The great tragedy of my switch from purchasing CDs to digital downloads is that I don’t get to open CDs anymore. This actually leads me to offer to open CDs for other people (but not perfect strangers, I’m not that crazy). But since every person I’ve made that offer to hates opening CDs, I’ve never been turned down.
I learned the Great Secret to Opening CDs many years ago, while working at a record store. I worked at the store for most of my breaks when I was in college. When I started, the store was called The Wall, but a change in corporate ownership early in my time there led to a rebranding as Record Town and then FYE. I don’t know if The Wall was a national chain or not, but it had two really cool features. The first was the ability to listen before you buy. You could bring any CD in the store to a sales associate and we’d open it, pop the disc in the CD player, and set you up at one of the listening stations. And that, you see, is where I learned the Great Secret to Opening CDs.
(Incidentally, the other really cool feature was The Wall’s Lifetime Music Guarantee. We put a sticker on the cellophane wrapper of every CD we sold and the idea was that the customer would attach the sticker to the jewel case. If the CD became damaged in some way, just bring the CD with the bestickered jewel case back to the store and we’d gladly replace it. I’ve often wondered what would happen if I went back to the store where I worked, which is still a FYE, and asked them to honor The Wall’s guarantee. I’d bet that none of the employees have any idea that their store used to be The Wall, and a third the size it is now, but I do.)
In a lot of ways, working in a record store was an ideal job for me. But my store became less and less fun each time I went back. There was some kind of magic that first summer, when we were still The Wall and we hadn’t been corporate’d to death. Plus, the people I worked with that first summer were pretty damn awesome. Most of them were still there when I went back at Christmas, but we had a new, uber-corporate manager and new restrictions on what music we could play in the store. Plus, we were Record Town. At least once a shift, some middle-aged dude would feel compelled to take me to task for the store’s name while I was ringing him up. “Gee, you’re the first person to notice that we sell CDs, not vinyl; aren’t you clever?” My usual response was that, in my world, a “record” was a collection of songs, not a format.

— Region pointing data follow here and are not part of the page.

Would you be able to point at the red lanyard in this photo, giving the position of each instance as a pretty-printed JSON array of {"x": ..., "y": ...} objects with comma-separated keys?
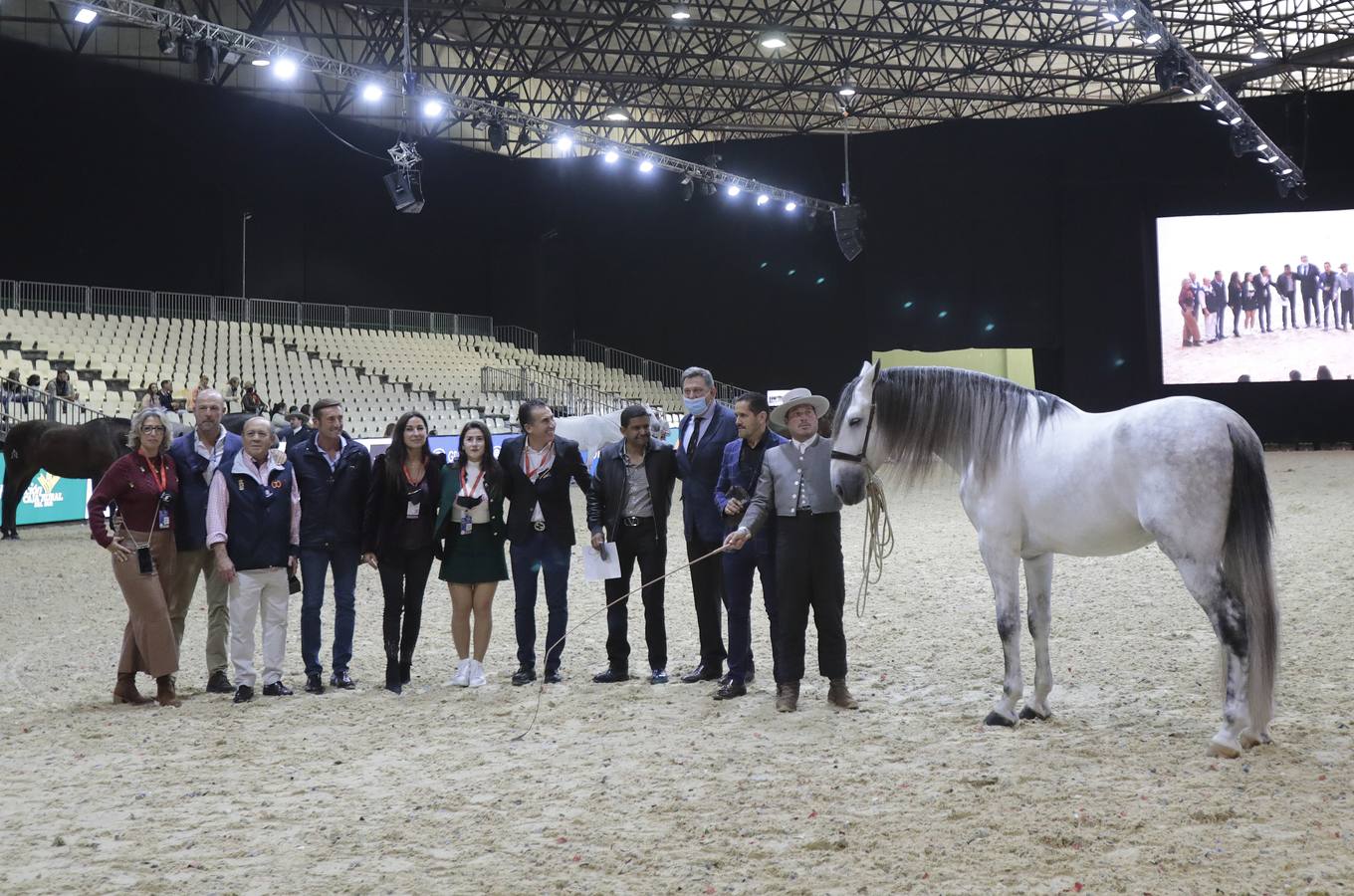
[
  {"x": 410, "y": 479},
  {"x": 474, "y": 488},
  {"x": 526, "y": 459},
  {"x": 161, "y": 478}
]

In case you’ve read this far, hoping that I’ll let you in on the Great Secret to Opening CDs, I have some bad news: I won’t. I’m not trying to be an asshole, but it really is fun for me; I don’t want to lose the opportunity to open other people’s CDs. Plus, it’s actually ridiculously easy and I don’t want to ruin the trick. People wouldn’t be so impressed with my skill if they knew how easy it is.